11.     Berilah pujian atau penghargaan dengan tulus daripada hanya berkata basa-basi.
Hal-hal yang dapat diinterpretasikan oleh interpreter saat sedang menjalankan tour edukasi di destinasi geowisata :
1.         Menjelaskan suasana , bentang alam dan lokasi yang dijadikan destinasi geowisata, beserta proses terbentuknya bentang alam, unsur-unsur pembentunya atau manfaatnya bagi kehidupan dan lain sebagainya.
2.         Ekosistem alam, hewan tumbuhan dan sebagainya (fungsi, peran, ancaman terhadap habitat dan populasinya).
3.         Menumbuhkan rasa empati wisatwan, misalnya jika manusia berada dalam kondisi atau situasi ancaman dan kehancuran seperti pada adanya bencanadi taman geologi yang sedang dikunjungi.
4.         Mengajukan pertanyaan yang bersifat memancing wisatawan, contohnya :“Bagaimana sikap kita dalam melestarikan warisan geologi ini?”
Tingkatan penyampaian pesan kepada wisatawan juga perlu menjadi perhatian seorang intepreter, tingkat penyampaian pesan meliputi :
1.      Tingkat pendekatan, lakukan aktivitas untuk menarik perhatian wisatawan, salah satunya adalah dengan perkenalan, diskusi, atau permainan.
2.      Tingkat pengalaman, ajaklah wisatawan untuk merasakan ke lima indera perasa. Contohnya adalah mempersilahkan wisatawan untuk mengamati dan menikmati keindahan batuan gunung berapi.
3.      Tingkat menemukan dan tertarik, pengujung sadar akan sesuatu. Salah satu caranya adalah bertanya pada mereka.
4.      Tingkat Interpretasi, seorang interpreter harus menjawab pertanyaan dengan ilmu pengetahuan dan informasi yang ada. Interpreter memberikan pengalaman yang berkesan kepada wisatawan, sehingga pengalaman itu tertanam dalam pikiran wisatawan.
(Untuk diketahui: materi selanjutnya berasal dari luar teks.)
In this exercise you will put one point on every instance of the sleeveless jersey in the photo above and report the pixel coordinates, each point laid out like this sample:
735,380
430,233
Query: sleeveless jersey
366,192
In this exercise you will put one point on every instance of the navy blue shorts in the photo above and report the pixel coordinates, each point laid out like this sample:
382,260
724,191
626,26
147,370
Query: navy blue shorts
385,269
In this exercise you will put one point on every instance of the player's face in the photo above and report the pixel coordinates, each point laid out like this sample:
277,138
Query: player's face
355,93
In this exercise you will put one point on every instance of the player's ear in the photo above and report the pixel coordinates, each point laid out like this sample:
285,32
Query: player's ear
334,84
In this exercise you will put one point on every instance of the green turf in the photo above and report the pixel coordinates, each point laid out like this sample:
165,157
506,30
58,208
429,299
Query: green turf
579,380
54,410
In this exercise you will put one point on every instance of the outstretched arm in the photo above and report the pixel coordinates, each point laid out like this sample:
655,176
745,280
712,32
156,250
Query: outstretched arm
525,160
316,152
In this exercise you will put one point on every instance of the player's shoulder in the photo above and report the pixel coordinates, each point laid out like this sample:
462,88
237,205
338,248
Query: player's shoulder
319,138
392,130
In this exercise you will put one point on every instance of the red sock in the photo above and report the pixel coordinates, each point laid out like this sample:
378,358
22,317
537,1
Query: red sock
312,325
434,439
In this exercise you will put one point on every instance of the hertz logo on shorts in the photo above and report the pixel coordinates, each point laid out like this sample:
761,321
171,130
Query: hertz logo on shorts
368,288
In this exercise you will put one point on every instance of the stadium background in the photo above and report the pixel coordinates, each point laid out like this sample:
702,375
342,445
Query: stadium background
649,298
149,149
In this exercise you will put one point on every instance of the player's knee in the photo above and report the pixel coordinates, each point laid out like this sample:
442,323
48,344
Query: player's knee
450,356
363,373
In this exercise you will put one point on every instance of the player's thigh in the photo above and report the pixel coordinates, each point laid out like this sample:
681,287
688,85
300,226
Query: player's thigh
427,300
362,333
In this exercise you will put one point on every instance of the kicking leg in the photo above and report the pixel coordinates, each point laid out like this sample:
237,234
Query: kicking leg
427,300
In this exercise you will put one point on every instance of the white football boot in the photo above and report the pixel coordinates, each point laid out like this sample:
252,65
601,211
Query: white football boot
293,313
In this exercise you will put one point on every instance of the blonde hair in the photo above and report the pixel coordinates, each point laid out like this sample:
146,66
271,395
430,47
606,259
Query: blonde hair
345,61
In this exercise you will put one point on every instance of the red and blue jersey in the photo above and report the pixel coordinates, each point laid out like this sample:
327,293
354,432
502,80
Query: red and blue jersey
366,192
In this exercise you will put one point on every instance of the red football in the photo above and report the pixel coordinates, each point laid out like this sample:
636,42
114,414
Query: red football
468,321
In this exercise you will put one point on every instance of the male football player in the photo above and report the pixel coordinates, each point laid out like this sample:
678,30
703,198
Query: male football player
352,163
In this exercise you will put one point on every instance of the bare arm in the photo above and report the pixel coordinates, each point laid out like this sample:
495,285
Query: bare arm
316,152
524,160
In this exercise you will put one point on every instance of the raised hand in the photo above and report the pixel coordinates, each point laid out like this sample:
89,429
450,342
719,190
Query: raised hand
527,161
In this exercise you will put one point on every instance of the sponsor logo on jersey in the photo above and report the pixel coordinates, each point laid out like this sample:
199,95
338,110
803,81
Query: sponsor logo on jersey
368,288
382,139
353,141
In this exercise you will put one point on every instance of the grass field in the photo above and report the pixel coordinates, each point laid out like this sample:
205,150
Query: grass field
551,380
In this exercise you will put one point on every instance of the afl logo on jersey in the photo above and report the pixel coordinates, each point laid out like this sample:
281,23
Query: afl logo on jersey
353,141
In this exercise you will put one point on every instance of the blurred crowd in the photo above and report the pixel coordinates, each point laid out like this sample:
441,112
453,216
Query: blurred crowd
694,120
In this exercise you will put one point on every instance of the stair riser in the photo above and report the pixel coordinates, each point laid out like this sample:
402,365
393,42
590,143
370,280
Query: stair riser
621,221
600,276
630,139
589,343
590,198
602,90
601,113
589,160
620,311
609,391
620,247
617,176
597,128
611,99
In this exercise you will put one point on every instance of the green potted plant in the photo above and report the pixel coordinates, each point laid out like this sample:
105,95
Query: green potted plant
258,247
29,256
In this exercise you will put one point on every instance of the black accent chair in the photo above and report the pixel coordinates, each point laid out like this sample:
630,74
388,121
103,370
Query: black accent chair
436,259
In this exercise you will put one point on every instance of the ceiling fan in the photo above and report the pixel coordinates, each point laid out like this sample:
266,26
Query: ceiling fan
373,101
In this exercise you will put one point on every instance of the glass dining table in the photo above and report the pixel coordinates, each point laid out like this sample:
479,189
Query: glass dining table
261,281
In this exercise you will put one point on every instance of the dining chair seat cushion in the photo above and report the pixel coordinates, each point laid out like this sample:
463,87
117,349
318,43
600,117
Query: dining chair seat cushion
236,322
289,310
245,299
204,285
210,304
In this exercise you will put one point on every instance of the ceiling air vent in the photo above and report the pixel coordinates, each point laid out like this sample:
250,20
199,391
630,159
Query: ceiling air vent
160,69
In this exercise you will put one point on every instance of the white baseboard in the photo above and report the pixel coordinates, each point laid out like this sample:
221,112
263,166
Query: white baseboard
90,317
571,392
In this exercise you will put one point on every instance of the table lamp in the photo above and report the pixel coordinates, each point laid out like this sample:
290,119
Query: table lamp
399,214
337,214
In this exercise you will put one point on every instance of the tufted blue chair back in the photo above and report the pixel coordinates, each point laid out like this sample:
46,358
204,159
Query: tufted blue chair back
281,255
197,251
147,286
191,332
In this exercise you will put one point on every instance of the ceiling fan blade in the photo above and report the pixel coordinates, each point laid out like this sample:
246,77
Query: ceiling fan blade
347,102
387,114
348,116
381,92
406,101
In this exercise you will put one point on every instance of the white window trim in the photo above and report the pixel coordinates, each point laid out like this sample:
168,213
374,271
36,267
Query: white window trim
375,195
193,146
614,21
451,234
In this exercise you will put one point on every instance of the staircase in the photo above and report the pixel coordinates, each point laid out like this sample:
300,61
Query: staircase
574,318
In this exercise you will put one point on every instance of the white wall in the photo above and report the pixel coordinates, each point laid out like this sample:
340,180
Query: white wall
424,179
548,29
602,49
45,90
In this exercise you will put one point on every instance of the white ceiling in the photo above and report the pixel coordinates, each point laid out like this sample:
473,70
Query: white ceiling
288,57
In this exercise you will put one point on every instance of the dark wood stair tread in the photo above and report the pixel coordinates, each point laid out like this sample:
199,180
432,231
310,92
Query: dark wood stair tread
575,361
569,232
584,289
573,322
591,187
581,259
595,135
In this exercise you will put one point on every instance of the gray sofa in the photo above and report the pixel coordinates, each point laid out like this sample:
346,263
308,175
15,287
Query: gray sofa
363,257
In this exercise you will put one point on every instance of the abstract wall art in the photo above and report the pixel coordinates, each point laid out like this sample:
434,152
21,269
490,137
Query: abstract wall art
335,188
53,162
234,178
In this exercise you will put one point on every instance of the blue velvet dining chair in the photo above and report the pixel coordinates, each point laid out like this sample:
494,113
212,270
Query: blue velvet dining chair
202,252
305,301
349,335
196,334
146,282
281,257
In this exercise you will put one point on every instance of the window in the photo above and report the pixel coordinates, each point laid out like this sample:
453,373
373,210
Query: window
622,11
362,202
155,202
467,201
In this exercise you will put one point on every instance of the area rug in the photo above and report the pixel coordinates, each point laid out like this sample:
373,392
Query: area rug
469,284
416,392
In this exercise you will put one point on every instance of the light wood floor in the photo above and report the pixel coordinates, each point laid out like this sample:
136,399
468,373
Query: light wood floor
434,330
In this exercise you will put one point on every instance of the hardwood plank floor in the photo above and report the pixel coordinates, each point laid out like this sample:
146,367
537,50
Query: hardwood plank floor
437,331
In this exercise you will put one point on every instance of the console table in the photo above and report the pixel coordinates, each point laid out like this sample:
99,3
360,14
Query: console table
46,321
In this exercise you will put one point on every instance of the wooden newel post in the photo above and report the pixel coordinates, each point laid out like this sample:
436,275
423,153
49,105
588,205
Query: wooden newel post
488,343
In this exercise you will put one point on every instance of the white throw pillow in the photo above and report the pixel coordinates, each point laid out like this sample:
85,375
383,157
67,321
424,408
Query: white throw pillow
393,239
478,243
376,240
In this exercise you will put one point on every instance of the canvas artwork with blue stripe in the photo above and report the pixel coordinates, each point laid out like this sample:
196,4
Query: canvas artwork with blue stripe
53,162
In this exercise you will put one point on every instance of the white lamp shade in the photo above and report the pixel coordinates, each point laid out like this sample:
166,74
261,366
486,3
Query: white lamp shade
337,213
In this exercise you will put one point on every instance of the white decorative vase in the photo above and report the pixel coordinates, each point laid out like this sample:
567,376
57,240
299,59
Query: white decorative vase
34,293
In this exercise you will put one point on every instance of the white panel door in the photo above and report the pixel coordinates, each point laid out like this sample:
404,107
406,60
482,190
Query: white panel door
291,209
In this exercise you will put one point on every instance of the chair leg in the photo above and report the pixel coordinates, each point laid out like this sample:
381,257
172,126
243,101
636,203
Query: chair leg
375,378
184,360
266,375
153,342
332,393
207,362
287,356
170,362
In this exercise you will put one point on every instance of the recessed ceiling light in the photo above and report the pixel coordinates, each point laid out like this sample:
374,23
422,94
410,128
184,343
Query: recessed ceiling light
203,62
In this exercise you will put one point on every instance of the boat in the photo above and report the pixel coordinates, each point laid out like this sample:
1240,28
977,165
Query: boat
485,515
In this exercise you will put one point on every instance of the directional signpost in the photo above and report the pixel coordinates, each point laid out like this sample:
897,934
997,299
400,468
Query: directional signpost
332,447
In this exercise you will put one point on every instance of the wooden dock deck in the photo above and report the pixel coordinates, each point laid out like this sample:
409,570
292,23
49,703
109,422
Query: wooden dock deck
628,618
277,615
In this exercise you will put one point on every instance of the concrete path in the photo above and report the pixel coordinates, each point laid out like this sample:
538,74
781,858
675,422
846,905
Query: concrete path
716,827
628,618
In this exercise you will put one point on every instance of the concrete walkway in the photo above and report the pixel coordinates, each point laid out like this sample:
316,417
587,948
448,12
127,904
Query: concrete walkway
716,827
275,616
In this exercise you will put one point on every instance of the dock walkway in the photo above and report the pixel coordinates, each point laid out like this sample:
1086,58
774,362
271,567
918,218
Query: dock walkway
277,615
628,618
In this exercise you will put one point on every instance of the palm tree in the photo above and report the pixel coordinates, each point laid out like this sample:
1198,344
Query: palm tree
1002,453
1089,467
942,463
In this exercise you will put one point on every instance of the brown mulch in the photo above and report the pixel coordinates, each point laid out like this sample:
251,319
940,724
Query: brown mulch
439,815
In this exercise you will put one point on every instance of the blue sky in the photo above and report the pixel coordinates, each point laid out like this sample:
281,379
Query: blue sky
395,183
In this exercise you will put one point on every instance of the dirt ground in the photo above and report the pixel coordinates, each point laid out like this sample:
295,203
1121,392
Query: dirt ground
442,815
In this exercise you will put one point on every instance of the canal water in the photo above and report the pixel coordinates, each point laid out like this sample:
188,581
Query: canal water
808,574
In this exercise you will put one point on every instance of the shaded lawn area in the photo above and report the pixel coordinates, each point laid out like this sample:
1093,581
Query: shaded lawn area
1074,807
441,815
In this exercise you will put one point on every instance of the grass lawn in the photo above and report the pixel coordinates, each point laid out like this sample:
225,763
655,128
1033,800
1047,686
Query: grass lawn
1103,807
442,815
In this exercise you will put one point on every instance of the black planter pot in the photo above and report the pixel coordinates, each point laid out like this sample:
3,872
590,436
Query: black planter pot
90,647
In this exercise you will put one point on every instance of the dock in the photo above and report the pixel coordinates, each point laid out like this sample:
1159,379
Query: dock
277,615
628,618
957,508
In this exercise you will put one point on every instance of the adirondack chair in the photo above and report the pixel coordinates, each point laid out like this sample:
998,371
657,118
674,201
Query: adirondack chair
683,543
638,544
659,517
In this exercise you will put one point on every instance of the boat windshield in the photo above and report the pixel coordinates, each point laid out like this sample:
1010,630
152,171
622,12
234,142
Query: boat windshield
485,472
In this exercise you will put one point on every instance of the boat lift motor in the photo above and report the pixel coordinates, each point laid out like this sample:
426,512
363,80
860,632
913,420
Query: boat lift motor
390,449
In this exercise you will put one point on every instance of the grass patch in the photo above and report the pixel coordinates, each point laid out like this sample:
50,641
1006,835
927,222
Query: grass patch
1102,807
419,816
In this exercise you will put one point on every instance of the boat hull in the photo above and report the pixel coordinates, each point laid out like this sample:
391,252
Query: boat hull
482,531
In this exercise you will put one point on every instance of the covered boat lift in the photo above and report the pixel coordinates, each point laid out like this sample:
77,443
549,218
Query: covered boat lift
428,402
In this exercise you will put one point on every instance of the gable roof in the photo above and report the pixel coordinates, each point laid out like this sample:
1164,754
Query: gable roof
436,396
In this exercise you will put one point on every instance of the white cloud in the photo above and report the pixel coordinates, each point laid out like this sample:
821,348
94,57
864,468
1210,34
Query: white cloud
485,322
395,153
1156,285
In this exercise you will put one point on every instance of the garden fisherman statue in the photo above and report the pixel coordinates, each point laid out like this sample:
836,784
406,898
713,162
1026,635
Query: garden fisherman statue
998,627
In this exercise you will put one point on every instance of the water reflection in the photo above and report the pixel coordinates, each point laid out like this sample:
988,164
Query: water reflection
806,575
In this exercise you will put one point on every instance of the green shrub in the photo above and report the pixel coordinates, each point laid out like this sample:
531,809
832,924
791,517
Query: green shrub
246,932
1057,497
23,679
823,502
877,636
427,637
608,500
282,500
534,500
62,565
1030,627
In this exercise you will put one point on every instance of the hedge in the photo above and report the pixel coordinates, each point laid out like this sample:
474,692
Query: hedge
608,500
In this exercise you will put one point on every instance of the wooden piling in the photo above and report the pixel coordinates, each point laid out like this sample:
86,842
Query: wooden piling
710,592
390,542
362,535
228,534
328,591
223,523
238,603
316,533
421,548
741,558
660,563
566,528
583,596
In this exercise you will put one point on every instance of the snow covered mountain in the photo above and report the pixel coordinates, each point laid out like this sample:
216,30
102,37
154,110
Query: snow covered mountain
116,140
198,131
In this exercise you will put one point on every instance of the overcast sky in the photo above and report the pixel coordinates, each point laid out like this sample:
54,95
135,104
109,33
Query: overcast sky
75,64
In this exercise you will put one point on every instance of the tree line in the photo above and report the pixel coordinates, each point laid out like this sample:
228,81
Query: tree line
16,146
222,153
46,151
5.      Tingkat Pengembangan, bila setelah program wisatawan merubah pola hidupnya, maka itu berarti seorang interpreter telah melakukan interpretasi dengan hebat. “Mereka memahami bahwa batuan dan  harus dilindungi dan dilestarikan, mengingat besar fungsi dan manfaatnya bagi kehidupan’’.
Kesimpulan dapat diambil bahwa : “Interpreter wisata memiliki peran yang sangat vital bagi kepuasan dan pengalaman berkunjung wisatawan, menjaga keselamatan wisatawan dari faktor risiko alam dan kecelakaan, serta berkewajiban dalam menumbuhkan kesadaran wisatawan dalam menjaga keberlanjutan lingkungan alam.”